Internal applications
The risk is not limited to internet-facing systems. Internal apps often receive less scrutiny and may trust corporate network access too much, leading to weak role enforcement and exposed administrative functions.
How to reduce the risk
Preventing broken access control requires both design discipline and good testing.
Enforce authorization on the server
Never rely on hidden buttons, disabled fields, or front-end logic as the real control. The server must verify permission on every sensitive request.

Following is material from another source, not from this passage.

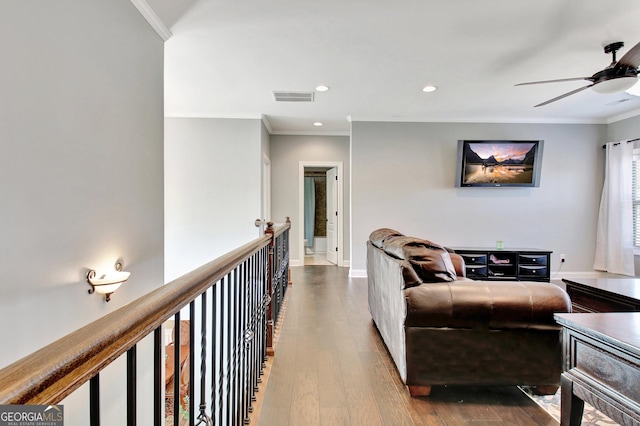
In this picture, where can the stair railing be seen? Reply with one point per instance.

Check ownership and role every time
For object-level access, verify that the current user is allowed to reach that specific record, file, or action. For admin functions, verify the role explicitly.
Use least privilege
Design roles and permissions so users and systems have only the access they actually need.
Test negative cases
Security testing should include attempts to access things a user should not be able to reach, not just validation that allowed actions work.
Reduce admin sprawl
Strong credential hygiene matters too. Storing privileged credentials securely in a tool like 1Password can help teams reduce unsafe sharing and improve account management practices. On developer and test endpoints, endpoint protection such as Malwarebytes can also help limit broader compromise if attackers pair authorization flaws with malware or credential theft.
Bottom line
Broken access control means the application is not reliably enforcing who can access what. If a user can view another user’s data, call an admin function, or manipulate object references without proper checks, the issue is not just a bug. It is a direct path to data exposure, privilege escalation, and business risk.